The use of AI tools by staff and contractors without formal organisational approval is a growing risk with serious consequences for the public sector write Declan Goodwin and Frederick Lambert.

Artificial intelligence is already embedded in the day-to-day work of public sector employees whether their employers know it or not. The use of AI tools without formal organisational approval is no longer an emerging risk. It is a present one, and it is growing.
We refer to this as "shadow AI": staff reaching for consumer-grade or third-party AI tools outside of any procurement process, policy framework or governance structure. The scale of it should concern every monitoring officer, data protection officer and head of legal in local government.

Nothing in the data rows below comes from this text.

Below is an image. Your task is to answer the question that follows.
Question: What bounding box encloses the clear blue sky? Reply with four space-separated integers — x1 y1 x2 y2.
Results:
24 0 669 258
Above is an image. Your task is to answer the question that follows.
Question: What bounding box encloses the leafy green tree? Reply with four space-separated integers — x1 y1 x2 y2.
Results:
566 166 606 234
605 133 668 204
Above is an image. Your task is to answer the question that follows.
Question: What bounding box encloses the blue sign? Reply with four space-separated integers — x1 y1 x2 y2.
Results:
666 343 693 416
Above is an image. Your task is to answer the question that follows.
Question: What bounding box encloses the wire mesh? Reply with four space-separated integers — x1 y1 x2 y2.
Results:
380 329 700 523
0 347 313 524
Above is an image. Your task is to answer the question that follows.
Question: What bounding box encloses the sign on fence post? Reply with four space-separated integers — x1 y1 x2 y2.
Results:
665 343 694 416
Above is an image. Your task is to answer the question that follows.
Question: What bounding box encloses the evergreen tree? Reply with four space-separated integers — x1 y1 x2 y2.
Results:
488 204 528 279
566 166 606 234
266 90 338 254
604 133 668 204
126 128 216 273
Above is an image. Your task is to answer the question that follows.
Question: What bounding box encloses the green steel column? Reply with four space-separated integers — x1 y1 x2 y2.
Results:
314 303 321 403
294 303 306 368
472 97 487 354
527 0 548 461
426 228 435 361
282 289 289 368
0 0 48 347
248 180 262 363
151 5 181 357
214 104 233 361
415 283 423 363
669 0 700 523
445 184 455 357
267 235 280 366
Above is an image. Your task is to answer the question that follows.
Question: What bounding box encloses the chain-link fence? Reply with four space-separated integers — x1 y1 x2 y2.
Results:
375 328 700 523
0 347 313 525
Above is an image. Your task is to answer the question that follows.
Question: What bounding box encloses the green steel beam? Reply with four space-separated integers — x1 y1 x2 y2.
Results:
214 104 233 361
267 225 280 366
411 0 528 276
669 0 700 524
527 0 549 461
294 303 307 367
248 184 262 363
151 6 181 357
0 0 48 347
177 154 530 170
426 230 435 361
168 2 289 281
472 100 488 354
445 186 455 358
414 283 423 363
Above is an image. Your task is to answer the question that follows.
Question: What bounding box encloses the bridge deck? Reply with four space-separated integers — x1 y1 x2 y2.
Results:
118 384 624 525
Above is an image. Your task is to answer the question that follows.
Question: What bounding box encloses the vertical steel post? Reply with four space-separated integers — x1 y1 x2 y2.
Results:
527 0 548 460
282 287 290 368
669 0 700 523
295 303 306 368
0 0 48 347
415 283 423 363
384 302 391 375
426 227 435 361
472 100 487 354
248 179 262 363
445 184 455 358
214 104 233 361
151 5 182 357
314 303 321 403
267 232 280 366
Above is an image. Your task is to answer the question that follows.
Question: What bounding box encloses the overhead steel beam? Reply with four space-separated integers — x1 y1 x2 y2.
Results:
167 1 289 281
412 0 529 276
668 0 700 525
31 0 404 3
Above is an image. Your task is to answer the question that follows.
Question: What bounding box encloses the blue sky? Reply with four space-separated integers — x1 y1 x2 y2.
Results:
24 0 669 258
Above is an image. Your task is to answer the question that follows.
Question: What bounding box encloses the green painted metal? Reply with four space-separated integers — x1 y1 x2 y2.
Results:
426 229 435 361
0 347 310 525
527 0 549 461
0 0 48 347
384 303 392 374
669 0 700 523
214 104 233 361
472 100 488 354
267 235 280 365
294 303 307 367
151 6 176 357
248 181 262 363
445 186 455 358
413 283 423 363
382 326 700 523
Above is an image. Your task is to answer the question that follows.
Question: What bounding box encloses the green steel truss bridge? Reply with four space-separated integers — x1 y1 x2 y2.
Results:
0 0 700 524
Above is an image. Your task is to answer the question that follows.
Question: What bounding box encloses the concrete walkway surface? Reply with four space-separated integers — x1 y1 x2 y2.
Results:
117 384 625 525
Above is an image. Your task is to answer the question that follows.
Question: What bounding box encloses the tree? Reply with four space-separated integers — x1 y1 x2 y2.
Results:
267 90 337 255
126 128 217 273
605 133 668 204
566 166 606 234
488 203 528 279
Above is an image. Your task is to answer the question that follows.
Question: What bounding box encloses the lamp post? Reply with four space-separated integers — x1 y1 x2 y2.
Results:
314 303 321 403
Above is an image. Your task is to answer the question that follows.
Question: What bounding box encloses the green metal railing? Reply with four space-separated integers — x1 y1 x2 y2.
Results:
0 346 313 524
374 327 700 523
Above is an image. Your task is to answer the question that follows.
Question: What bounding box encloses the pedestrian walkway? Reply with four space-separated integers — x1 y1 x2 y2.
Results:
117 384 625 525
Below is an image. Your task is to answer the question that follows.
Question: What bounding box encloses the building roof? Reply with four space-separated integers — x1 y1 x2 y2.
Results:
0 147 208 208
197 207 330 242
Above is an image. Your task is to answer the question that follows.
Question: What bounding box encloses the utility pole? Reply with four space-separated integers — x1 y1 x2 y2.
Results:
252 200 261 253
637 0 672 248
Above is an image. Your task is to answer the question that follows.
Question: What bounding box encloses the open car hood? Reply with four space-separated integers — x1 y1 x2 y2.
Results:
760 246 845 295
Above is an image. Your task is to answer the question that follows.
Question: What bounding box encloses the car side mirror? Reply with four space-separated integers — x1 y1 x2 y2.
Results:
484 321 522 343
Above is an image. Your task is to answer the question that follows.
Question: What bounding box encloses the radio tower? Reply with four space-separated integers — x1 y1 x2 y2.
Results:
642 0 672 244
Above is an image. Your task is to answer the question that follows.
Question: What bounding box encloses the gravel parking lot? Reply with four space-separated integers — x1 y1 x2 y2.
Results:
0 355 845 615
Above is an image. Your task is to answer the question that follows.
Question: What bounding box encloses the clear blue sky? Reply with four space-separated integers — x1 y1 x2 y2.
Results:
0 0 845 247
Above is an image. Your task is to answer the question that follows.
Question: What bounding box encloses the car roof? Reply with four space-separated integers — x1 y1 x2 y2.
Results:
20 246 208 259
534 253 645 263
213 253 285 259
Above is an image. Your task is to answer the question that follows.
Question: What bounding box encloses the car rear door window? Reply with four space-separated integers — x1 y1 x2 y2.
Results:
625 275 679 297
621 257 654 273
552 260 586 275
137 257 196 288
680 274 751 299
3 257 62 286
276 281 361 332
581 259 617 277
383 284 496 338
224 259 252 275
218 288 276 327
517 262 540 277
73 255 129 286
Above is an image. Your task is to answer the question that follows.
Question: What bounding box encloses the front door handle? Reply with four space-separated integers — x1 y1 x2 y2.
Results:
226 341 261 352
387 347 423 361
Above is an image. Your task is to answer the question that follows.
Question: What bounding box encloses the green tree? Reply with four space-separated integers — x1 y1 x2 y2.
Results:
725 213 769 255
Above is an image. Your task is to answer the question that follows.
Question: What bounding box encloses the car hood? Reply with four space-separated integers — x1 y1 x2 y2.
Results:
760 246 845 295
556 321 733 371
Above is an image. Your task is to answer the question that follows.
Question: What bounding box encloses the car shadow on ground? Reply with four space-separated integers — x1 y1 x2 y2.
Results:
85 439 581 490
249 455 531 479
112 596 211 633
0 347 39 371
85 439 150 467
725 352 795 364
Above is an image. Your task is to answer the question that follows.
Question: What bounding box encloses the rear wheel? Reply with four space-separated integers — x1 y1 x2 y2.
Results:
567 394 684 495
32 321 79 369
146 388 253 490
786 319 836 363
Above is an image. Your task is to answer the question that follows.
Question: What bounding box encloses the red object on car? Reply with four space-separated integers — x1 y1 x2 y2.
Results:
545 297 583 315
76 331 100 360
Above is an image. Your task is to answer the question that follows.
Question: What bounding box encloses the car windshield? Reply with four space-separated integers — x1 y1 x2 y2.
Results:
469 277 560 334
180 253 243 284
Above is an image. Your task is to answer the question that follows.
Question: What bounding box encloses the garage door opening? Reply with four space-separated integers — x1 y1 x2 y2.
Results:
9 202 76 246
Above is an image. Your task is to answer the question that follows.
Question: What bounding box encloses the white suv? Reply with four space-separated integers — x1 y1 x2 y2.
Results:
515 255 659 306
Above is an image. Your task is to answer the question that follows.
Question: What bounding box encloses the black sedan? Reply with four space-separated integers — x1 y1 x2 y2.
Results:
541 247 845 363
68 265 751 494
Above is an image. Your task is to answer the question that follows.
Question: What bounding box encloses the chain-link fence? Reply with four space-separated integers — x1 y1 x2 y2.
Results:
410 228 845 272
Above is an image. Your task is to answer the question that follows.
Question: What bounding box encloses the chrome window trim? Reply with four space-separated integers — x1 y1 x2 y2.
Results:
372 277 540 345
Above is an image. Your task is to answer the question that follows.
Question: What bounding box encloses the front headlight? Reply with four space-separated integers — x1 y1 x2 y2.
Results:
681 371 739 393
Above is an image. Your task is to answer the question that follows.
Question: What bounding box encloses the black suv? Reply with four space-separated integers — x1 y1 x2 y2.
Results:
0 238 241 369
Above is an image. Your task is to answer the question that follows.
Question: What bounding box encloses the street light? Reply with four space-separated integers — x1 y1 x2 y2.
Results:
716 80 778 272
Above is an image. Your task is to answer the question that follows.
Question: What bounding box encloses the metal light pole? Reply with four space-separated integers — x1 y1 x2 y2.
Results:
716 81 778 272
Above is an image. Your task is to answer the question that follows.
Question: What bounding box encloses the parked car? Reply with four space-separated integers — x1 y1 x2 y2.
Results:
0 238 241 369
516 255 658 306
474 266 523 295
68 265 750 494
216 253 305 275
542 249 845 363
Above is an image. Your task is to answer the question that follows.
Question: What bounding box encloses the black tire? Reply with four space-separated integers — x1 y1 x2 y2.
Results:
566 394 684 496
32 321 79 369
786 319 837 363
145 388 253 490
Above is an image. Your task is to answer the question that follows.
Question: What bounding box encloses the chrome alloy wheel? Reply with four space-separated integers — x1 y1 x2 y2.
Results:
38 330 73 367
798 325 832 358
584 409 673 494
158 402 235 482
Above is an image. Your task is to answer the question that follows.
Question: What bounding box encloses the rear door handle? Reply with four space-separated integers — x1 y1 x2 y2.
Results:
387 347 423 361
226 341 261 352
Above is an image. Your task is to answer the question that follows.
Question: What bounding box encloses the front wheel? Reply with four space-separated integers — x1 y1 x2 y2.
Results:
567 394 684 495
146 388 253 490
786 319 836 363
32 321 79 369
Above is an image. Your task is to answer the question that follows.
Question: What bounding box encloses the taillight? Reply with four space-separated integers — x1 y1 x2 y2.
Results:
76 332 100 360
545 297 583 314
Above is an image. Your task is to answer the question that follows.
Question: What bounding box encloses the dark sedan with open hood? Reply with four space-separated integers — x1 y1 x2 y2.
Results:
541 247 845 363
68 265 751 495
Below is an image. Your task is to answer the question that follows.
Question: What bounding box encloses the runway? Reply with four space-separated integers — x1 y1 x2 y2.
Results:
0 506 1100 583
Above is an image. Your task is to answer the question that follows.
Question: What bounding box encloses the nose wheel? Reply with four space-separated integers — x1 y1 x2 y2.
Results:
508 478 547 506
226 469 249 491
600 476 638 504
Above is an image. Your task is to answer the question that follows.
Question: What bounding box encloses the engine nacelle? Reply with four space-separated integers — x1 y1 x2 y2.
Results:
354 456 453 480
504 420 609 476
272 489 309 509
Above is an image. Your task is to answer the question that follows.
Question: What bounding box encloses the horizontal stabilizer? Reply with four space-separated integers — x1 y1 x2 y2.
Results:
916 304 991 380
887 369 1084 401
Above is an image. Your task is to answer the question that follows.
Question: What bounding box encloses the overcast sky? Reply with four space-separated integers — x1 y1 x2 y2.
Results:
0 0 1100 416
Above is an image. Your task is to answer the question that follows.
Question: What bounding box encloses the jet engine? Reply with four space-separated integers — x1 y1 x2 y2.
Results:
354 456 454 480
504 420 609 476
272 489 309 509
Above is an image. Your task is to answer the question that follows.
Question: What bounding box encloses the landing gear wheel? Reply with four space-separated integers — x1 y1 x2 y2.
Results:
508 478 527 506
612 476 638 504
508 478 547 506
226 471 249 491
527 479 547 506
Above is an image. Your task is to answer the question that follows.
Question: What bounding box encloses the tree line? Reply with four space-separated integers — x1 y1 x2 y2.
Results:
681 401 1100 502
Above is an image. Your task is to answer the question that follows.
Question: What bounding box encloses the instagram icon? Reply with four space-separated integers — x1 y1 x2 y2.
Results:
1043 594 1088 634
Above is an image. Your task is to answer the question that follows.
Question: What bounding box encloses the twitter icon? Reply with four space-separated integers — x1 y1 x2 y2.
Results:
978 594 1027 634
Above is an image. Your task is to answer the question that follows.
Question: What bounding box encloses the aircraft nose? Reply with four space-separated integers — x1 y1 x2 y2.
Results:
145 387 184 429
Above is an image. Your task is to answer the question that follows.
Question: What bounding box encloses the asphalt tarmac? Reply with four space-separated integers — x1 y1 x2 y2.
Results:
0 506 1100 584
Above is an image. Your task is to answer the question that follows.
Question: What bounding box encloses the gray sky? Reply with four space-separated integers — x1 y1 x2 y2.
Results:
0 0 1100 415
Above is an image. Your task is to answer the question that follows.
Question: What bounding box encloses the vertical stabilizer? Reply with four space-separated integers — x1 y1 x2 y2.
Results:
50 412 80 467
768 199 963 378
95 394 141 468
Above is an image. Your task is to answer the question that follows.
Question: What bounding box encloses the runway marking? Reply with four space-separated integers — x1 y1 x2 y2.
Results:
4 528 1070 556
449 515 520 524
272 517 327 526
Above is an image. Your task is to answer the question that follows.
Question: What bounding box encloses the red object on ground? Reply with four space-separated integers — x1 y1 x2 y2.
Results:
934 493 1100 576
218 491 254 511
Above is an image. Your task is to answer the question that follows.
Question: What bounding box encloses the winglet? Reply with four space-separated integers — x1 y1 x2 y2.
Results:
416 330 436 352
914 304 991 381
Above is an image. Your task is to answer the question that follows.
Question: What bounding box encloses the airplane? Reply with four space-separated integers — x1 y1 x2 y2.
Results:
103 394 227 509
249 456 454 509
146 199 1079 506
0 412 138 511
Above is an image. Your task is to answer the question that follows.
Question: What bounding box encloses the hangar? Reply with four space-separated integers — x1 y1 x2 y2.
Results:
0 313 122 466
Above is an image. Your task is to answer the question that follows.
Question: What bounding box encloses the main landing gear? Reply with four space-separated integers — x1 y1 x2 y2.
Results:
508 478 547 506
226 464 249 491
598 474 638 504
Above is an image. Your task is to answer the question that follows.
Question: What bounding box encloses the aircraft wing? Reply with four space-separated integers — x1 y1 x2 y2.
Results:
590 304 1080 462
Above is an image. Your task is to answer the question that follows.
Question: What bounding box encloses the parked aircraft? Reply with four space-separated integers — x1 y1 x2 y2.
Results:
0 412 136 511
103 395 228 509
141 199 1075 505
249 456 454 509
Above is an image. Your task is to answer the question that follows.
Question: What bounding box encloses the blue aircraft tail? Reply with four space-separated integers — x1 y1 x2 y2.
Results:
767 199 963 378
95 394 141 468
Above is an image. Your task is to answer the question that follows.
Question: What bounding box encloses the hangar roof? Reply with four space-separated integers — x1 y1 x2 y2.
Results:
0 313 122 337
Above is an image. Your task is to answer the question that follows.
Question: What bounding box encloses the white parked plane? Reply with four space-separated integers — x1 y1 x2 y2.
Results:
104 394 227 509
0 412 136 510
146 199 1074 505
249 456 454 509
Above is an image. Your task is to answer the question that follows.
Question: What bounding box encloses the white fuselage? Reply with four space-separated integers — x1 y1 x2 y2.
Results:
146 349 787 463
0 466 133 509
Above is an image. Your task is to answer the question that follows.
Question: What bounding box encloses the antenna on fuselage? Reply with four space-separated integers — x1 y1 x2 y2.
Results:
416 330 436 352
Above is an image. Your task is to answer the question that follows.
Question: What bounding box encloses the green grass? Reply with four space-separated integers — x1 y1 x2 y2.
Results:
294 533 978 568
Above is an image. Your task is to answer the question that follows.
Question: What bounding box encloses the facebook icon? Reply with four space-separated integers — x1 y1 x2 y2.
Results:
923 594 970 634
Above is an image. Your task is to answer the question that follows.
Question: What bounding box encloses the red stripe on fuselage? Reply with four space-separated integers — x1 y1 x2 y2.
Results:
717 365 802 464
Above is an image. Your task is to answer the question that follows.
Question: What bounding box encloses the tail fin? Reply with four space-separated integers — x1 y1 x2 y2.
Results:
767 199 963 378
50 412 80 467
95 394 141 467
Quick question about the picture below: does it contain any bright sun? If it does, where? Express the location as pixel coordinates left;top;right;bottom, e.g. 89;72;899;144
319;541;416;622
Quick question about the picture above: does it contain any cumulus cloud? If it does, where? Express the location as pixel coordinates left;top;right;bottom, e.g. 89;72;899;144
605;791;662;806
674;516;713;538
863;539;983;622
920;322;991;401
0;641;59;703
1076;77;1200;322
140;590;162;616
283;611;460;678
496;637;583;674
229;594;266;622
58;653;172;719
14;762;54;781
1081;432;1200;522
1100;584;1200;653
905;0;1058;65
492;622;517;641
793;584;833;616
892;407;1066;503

A recent government survey confirmed that one in three adults have used AI in the workplace in the last month. Yet, in the same report, 84% of those in work said they had not undertaken any AI-related training in the past twelve months. This is where legal risk takes root.
When an employee shares information with an AI model, they may not appreciate that they are, in effect, disclosing it to a third-party system with its own data retention and processing arrangements. For public sector bodies which routinely handle sensitive personal data, the implications under UK GDPR are serious.
Beyond data protection, there is also the question of confidentiality. Employees sharing protected or commercially sensitive information with AI tools, perhaps whilst drafting a report or seeking legal research assistance, risk breaching confidentiality obligations owed to individuals, partner organisations or counterparties.
Where that information relates to potentially patentable intellectual property, the unauthorised disclosure may compromise the ability to seek protection altogether. In the public sector, this is particularly relevant to proprietary software, innovative service delivery models and jointly developed assets.
The hallucination problem
The professional services sector has already seen a number of high-profile cases in which practitioners have submitted AI-generated content to courts or clients, only for it to contain fabricated case citations or inaccurate statements of law. Local authorities are not immune. Officers relying on AI to research legislative requirements, draft committee reports or prepare legal arguments face a real risk of acting on outputs that are plausible but wrong.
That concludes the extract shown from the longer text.